13 de julho de 2011

How Blue Can You Get?

No Dia Mundial do Rock, é decisão deste blog não falar sobre rock. Ou, ao menos, não exatamente sobre rock. Afinal, hoje em dia pipocarão textos e mais textos sobre o gênero na internet. Alguns serão emocionais, outros serão teóricos. Alguns apresentarão listas das melhores canções, outros dirão que o rock morreu.

No Dia Mundial do Rock, é decisão deste blog voltar mais ainda no tempo e falar sobre blues.

A vontade de escrever sobre blues e como suas músicas praticamente salvaram minha vida – ao menos em alguns momentos – é antiga. Mas acabei sempre deixando a ideia de lado, por dois motivos. No início, eu achava que não entendia o suficiente para escrever sobre o tema.

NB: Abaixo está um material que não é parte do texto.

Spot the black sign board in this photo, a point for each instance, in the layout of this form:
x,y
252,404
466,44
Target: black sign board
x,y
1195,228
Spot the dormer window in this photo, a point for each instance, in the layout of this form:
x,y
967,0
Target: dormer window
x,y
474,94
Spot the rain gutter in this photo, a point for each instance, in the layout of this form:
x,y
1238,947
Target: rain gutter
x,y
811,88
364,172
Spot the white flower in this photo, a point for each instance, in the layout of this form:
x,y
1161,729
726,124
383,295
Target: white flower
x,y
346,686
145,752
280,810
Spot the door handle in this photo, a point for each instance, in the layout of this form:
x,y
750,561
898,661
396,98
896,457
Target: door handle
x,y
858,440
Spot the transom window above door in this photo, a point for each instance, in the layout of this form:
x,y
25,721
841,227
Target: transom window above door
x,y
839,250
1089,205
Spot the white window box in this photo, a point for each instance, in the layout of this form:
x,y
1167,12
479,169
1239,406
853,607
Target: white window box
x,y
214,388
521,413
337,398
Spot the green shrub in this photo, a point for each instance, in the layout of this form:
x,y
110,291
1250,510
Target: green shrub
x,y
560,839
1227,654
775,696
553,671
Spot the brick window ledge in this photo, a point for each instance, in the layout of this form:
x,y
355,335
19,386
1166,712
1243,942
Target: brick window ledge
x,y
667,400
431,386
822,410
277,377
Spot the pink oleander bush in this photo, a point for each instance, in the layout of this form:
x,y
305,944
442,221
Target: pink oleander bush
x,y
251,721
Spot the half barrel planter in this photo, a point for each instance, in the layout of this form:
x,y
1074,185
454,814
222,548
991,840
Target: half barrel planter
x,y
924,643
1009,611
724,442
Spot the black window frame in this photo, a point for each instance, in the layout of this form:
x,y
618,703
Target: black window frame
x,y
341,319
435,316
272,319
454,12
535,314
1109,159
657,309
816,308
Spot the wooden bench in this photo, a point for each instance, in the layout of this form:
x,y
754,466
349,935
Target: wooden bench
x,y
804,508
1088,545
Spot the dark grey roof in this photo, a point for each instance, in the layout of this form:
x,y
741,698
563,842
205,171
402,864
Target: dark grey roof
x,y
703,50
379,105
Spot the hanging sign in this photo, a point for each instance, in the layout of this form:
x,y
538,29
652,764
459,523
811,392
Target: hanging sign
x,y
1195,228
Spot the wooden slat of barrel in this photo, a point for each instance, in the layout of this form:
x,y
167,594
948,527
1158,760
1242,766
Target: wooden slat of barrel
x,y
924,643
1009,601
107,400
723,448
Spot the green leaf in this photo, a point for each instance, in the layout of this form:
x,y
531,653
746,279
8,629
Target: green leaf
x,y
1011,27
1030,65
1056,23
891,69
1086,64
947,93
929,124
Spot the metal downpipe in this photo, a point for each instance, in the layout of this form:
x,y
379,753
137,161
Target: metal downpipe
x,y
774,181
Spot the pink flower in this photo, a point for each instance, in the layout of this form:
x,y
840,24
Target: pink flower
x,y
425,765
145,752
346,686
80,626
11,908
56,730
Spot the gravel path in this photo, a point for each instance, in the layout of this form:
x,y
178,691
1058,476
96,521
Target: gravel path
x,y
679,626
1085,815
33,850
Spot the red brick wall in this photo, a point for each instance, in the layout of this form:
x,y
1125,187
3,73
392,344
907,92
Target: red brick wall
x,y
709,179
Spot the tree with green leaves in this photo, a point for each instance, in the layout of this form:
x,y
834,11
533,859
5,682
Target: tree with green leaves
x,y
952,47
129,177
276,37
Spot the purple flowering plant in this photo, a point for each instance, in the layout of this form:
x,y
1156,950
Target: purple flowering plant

Depois, com o surgimento da HQ Terapia, eu não quis trazer o blues para o blog antes que suas músicas se tornassem parte vital da trama.

Contudo, a presença constante destas músicas nas páginas recentes de Terapia fez surgir o interesse de muitos leitores e amigos pelo gênero, que vieram me pedir indicações de músicas e artistas. Assim, a vontade de escrever voltou. Mas não escrever sobre o blues, e sim sobre a forma que eu enxergo o blues. Pois hoje eu sei que você só entende perfeitamente o blues quando descobre que ele não foi feito para ser entendido. Exatamente como a vida.

Sim, é possível teorizar. É possível falar parágrafos e mais parágrafos sobre a estrutura do blues, abordando os 12 compassos musicais e os versos que seguem a ordem “pergunta-repetição da pergunta-resposta”. Mas teorizar o blues é quase estragar o blues. Mais que música, blues é um estado de espírito.

Da mesma forma, é fácil pintar o blues como é um dos pais do rock, ao lado do country. O número de bandas e artistas que surgiram por causa do blues – ou que tem influência de blues em suas composições – é enorme, indo de Beatles a Bob Dylan, de The Doors a Jimi Hendrix. Como exemplos concretos, basta dizer que o Led Zeppelin foi processado por regravar músicas de Willie Dixon (You Shook Me e I Can’t Quit You Baby) sem os devidos créditos, e que o nome Rolling Stones foi escolhido para homenagear uma música de Muddy Waters. E falar de Eric Clapton aqui seria covardia.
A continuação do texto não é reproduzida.